Em 2007, o IAS iniciou uma parceria com a Associação Brasileira de Normas Técnicas (ABNT), que vem se renovando até hoje, garantindo a certificação do processo de produção algodoeira em Mato Grosso. Essa parceria deu à pluma mato-grossense um passaporte para o mercado mundial, já que o selo emitido atesta a procedência do produto cultivado e o respeito às normas trabalhistas e ambientais, e serviu de exemplo para outros estados produtores de algodão. Desde então seguiram para o mercado mais de 15 milhões de fardos de algodão de Mato Grosso com o selo “Algodão Socialmente Correto”.

Esse processo culminou com o lançamento pela Abrapa, em 2012, do programa “Algodão Brasileiro Responsável” (ABR), que representa a unificação dos processos de certificação em todo País.
A partir da safra 2010/11, o IAS também ficou responsável pela implantação do sistema BCI (Better Cotton Initiative) em Mato Grosso.  Em 2013, o sistema BCI foi compatibilizado com o programa ABR e ambos vêm sendo coordenados e executados em conjunto pelas equipes técnicas do IAS.

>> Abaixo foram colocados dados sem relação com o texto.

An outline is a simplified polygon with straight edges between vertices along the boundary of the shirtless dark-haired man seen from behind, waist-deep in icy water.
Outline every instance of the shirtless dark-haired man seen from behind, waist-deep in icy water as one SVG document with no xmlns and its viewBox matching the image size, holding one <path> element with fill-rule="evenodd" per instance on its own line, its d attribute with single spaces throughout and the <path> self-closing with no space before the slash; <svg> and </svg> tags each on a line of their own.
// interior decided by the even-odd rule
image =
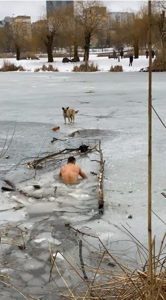
<svg viewBox="0 0 166 300">
<path fill-rule="evenodd" d="M 59 176 L 62 177 L 64 183 L 76 183 L 79 175 L 83 179 L 87 178 L 81 168 L 75 164 L 75 158 L 70 156 L 67 164 L 60 169 Z"/>
</svg>

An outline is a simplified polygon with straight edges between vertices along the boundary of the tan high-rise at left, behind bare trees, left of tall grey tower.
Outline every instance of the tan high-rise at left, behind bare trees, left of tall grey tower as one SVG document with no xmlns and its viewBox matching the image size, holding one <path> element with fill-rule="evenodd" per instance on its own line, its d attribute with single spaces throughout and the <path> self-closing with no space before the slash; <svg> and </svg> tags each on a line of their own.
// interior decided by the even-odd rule
<svg viewBox="0 0 166 300">
<path fill-rule="evenodd" d="M 31 17 L 18 16 L 13 18 L 12 27 L 14 31 L 19 31 L 23 39 L 32 39 Z"/>
</svg>

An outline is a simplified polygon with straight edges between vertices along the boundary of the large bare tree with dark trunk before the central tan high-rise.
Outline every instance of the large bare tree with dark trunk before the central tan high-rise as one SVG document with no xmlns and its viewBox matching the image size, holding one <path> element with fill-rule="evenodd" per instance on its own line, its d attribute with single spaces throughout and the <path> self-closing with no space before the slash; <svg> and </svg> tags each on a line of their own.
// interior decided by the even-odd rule
<svg viewBox="0 0 166 300">
<path fill-rule="evenodd" d="M 91 38 L 103 27 L 99 1 L 77 1 L 76 18 L 84 30 L 84 61 L 88 61 Z"/>
</svg>

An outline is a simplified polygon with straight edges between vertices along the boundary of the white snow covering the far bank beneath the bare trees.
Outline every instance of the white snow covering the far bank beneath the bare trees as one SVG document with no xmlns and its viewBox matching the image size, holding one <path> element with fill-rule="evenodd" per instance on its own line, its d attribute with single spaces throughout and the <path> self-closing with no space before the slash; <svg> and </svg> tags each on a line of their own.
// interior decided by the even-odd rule
<svg viewBox="0 0 166 300">
<path fill-rule="evenodd" d="M 34 72 L 35 69 L 41 68 L 43 64 L 48 65 L 47 58 L 41 58 L 40 60 L 19 60 L 16 59 L 6 59 L 8 61 L 14 62 L 15 65 L 23 66 L 26 71 Z M 4 59 L 0 59 L 0 67 L 3 65 Z M 68 62 L 62 63 L 62 58 L 54 58 L 52 63 L 54 67 L 57 67 L 60 72 L 71 72 L 74 65 L 79 65 L 83 61 L 83 57 L 80 58 L 80 62 Z M 108 57 L 97 57 L 95 54 L 90 54 L 90 62 L 98 64 L 99 70 L 101 72 L 108 72 L 111 65 L 122 65 L 125 72 L 139 72 L 141 68 L 148 67 L 148 59 L 146 56 L 140 56 L 139 59 L 133 60 L 132 67 L 129 67 L 129 59 L 123 59 L 118 62 L 114 59 L 108 59 Z M 19 72 L 19 71 L 18 71 Z M 43 72 L 43 71 L 40 71 Z"/>
</svg>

A safra 2013/2014 foi a primeira do benchmarking entre o programa ABR e o sistema  BCI. Segundo a Abrapa, nos seis estados participantes,  255 fazendas foram certificadas ABR e 209 licenciadas BCI. Somente em Mato Grosso, foram certificadas 189 unidades produtivas no programa ABR e, desse total, 151 aderiram ao licenciamento BCI.

Para que o produtor de algodão de Mato Grosso fosse reconhecido como empreendedor com Responsabilidade Social faltava ainda um compromisso importante. O cumprimento da legislação não era suficiente. Assim nasceu, em 2011, o Programa Semeando o Bem, que tem como finalidade incentivar o produtor rural a criar e manter iniciativas sociais e ambientais em sua fazenda para melhorar a qualidade de vida de seus colaboradores e suas famílias, bem como das comunidades em seu entorno social.

Durante a celebração do 15º aniversário da Ampa, o troféu Semeando o Bem foi entregue às fazendas que se destacaram com ações nos setores da saúde, educação, esporte e lazer e meio ambiente. Também foram entregues diplomas de reconhecimento como empresas socialmente responsáveis aos grupos empresariais do setor algodoeiro, que mereceram destaque pelo conjunto de suas ações sociais e ambientais.
 
O Programa Fazenda Saudável também faz parte do Programa Semeando o Bem e foi lançado oficialmente em 11 de outubro de 2013. Ele tem a finalidade de realizar ações de orientação e promoção da saúde no campo, realizando exames gratuitos para os colaboradores das fazendas dos associados da Ampa e para suas famílias, como forma de prevenir doenças.

Hoje o produtor de algodão mato-grossense tem uma nova percepção do que é preciso fazer para alcançar a tão sonhada sustentabilidade, que pressupõe aspectos sociais, ambientais e também a lucratividade de seu negócio. E, certamente, a Ampa, o IAS e o Instituto Mato-grossense do Algodão (IMAmt) - que foi criado em 2007 pela Ampa com foco na área tecnológica e no treinamento de mão de obra – contribuíram muito para essa mudança.